Finally, we used this instrument to optimize the fatty acid metabolic pathway in E. coli. Fatty acid biosynthesis in E. coli is catalyzed by an enzyme system (FASII) consisting of nine distinct proteins: FabA, FabB, FabD, FabF, FabG, FabH, FabI, FabZ, and ACP (Fig. S1). These proteins cooperatively convert one equivalent of acetyl-CoA and 6–8 equivalents of malonyl-CoA into C14–C18 acyl-ACP species. Periplasmic thioesterase, TesA, is capable of releasing free fatty acids via hydrolysis of acyl-ACP species. According to a previous steady-state kinetic analysis of FASII, an optimal molar ratio of 1:1:1:1:1:1:10:10:30:30 FabA:FabB:FabD:FabF:FabG:FabH:FabI:FabZ:holo–ACP:TesA is necessary to achieve a maximum rate (100 μM/min) of free fatty acid synthesis in E. coli27. Titration-based in vitro kinetic analysis and other biochemical studies suggest that the appropriate molar ratio of fabG, fabI, fabZ, and tesA is rate-limiting in fatty acid over-production in E. coli27,28,29. Guided by these works, we selected the genes fabG, fabI, fabZ, and tesA’ (tesA’ is tesA mutant without the signal sequence peptide that redirects it to localize in the cytoplasm to increase the accessibility of substrates to the enzyme’s active site)29 to optimize the FASII pathway. Since we found that the number of inserted rare codons is related to the expression level of the gene, we inserted different number of copies of rare codon into fabG, fabI, fabZ, and tesA genes, aiming to get an approximate expression ratio of 1:10:10:30 (fabG:fabI:fabZ:tesA) targeting over-production of free fatty acids. Collectively, our results provide novel insight into the potential applications of these codon devices in controlling and fine-tuning the expression of target proteins and regulating proteins in the metabolic pathway.

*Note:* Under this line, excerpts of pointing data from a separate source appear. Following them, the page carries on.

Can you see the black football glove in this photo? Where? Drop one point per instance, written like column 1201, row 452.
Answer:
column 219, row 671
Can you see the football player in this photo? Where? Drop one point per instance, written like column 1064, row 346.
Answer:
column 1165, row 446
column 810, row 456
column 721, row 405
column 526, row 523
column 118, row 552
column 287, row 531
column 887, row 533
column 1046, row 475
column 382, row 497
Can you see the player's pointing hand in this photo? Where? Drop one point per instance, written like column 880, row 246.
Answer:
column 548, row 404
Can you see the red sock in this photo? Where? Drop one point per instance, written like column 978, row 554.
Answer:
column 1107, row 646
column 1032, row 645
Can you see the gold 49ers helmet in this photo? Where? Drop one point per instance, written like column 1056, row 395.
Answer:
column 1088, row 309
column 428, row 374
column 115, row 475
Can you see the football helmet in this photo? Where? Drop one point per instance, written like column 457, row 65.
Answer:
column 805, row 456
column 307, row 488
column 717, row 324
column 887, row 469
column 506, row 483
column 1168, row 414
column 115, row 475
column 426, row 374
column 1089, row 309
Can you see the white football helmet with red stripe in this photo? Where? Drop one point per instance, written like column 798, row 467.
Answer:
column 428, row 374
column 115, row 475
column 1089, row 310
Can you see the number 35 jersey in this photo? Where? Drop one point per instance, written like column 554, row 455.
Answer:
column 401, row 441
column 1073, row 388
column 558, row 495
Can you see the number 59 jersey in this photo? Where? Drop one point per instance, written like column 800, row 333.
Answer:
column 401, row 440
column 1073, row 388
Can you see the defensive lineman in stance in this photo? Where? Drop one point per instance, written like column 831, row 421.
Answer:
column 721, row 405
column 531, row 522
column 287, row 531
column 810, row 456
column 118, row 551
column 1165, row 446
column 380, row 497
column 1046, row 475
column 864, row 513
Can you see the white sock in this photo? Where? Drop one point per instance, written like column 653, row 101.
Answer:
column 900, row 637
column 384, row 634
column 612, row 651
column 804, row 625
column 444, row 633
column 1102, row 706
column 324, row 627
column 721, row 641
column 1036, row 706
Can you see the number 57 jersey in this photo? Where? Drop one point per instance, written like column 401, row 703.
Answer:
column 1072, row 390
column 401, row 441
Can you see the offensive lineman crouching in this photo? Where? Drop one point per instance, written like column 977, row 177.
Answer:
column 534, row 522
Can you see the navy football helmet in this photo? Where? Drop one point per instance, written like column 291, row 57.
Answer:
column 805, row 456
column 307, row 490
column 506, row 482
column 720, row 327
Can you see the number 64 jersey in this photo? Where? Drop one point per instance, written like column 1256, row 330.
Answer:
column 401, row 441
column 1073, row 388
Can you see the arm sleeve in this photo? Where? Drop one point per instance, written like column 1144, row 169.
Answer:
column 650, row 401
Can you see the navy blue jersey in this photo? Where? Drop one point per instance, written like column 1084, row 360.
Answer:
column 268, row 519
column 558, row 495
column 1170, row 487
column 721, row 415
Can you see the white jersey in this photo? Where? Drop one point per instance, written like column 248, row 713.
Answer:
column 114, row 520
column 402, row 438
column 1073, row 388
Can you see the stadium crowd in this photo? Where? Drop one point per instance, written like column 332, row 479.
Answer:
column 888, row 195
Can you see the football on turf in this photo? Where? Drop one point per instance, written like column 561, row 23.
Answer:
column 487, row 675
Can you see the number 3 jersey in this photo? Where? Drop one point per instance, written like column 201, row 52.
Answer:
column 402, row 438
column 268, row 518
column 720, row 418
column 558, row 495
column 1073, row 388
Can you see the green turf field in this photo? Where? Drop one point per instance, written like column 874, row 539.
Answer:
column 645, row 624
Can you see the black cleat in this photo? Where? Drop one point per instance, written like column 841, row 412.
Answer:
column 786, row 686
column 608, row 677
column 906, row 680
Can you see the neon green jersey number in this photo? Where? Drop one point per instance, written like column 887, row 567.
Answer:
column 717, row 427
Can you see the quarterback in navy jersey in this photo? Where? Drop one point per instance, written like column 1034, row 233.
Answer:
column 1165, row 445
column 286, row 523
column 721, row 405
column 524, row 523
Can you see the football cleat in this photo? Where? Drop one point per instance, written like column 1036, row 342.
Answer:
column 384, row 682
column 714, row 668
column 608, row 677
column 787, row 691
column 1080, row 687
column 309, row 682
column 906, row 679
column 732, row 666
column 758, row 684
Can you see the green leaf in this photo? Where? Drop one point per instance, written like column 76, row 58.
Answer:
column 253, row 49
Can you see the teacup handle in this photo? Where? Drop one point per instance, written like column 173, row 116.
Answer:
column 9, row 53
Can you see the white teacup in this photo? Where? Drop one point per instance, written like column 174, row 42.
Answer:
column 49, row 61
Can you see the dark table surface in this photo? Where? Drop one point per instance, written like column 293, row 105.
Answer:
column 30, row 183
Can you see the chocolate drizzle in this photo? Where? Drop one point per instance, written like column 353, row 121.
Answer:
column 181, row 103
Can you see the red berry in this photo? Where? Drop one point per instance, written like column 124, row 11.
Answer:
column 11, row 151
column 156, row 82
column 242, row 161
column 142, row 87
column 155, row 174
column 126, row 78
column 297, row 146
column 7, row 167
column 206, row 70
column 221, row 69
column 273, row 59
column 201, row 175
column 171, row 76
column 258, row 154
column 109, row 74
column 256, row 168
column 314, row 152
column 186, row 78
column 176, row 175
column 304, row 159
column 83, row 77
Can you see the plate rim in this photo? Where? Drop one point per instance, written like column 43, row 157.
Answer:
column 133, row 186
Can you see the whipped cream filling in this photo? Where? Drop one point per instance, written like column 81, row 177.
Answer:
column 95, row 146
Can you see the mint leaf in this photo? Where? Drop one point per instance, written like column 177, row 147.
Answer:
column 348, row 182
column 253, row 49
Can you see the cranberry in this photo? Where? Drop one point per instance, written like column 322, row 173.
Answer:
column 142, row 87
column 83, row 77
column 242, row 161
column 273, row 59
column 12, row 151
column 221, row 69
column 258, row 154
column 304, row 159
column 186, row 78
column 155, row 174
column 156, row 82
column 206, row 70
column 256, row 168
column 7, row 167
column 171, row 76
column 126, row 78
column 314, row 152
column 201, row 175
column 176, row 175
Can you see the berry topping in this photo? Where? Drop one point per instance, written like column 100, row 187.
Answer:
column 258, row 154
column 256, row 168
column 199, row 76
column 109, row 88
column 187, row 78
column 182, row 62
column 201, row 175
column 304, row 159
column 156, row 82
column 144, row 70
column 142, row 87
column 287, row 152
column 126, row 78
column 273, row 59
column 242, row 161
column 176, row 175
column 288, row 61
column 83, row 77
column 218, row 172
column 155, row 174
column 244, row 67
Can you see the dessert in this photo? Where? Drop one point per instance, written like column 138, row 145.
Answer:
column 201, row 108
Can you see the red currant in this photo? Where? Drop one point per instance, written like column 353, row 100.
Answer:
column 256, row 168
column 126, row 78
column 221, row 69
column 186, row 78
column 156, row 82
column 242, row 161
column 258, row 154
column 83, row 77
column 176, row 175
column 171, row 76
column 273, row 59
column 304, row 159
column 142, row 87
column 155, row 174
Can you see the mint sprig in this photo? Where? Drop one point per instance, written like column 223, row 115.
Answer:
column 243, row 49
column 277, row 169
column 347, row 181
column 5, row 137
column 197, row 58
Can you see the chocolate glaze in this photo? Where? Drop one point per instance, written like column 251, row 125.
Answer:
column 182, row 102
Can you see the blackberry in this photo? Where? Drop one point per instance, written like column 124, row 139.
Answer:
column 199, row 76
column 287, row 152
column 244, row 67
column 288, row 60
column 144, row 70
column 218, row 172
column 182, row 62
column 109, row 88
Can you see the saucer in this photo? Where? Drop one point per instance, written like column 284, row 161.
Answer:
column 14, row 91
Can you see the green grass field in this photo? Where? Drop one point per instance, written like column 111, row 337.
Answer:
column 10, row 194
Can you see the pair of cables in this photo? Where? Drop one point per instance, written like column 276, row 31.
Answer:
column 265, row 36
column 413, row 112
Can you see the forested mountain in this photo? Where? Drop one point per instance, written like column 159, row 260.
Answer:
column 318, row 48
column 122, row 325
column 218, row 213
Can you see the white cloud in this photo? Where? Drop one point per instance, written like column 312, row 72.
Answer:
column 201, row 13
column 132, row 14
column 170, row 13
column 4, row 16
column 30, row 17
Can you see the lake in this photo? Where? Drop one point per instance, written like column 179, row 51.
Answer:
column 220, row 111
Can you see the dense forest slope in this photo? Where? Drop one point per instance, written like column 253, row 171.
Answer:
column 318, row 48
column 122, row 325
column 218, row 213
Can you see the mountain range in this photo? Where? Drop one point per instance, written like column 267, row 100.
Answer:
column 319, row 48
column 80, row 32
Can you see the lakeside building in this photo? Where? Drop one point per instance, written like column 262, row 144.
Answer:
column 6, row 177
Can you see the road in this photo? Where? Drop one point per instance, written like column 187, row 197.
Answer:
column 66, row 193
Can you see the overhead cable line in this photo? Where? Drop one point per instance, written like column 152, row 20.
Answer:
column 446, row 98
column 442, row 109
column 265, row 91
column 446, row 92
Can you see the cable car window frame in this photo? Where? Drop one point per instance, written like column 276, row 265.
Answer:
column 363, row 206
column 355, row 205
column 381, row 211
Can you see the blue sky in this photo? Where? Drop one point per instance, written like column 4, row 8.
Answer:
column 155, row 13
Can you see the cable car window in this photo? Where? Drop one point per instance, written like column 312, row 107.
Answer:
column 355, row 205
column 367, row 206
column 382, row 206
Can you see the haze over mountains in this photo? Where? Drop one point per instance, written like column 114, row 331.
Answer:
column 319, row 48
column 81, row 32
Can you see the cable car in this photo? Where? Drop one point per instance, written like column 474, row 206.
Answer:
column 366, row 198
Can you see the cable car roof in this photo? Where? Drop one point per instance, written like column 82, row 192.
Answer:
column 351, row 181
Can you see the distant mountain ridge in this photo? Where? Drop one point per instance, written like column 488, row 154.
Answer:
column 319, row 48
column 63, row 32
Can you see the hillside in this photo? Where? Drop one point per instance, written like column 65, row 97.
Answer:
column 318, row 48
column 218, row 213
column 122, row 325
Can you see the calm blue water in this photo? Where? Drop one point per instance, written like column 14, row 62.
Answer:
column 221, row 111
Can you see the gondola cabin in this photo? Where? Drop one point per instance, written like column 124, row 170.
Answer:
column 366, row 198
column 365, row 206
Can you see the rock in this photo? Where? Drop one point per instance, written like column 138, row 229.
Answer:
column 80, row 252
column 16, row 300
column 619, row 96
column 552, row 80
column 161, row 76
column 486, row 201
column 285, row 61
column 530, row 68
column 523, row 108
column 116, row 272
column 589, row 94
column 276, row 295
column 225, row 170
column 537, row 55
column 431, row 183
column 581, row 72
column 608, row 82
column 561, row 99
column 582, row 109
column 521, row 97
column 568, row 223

The expression level of target genes controlled by rare codon devices depends on rare codon number

Insertion of rare codons after the start codon of a gene suppresses its expression, whereas overexpression of its cognate tRNA restores this expression. Rare-codon devices were designed in this study based on this premise. To test this idea, the rare codon of E. coli, AGG, was inserted immediately downstream of the start codon of the reporter gene RFP to silence its expression. The gene of the cognate tRNA of AGG, tRNAArg (CCU), was assembled under an IPTG-inducible promoter, trc, to switch the already silenced gene expression on (Fig. S2A). Cells harboring the constructed plasmid with only RFP under the T7 promoter, pET-T7-RFP, were found to express RFP normally. This expression, however, ceased in cells harboring the pET-T7-RFP-6AGG plasmid, in which 6 AGG codons were inserted immediately after the start codon (Fig. S2B). Gene expression was restored in cells containing both pET-T7-RFP-6AGG and pACYC-trc-argW which indicates that overexpression of the tRNA of a rare codon is sufficient to permit protein expression (Fig. S2B).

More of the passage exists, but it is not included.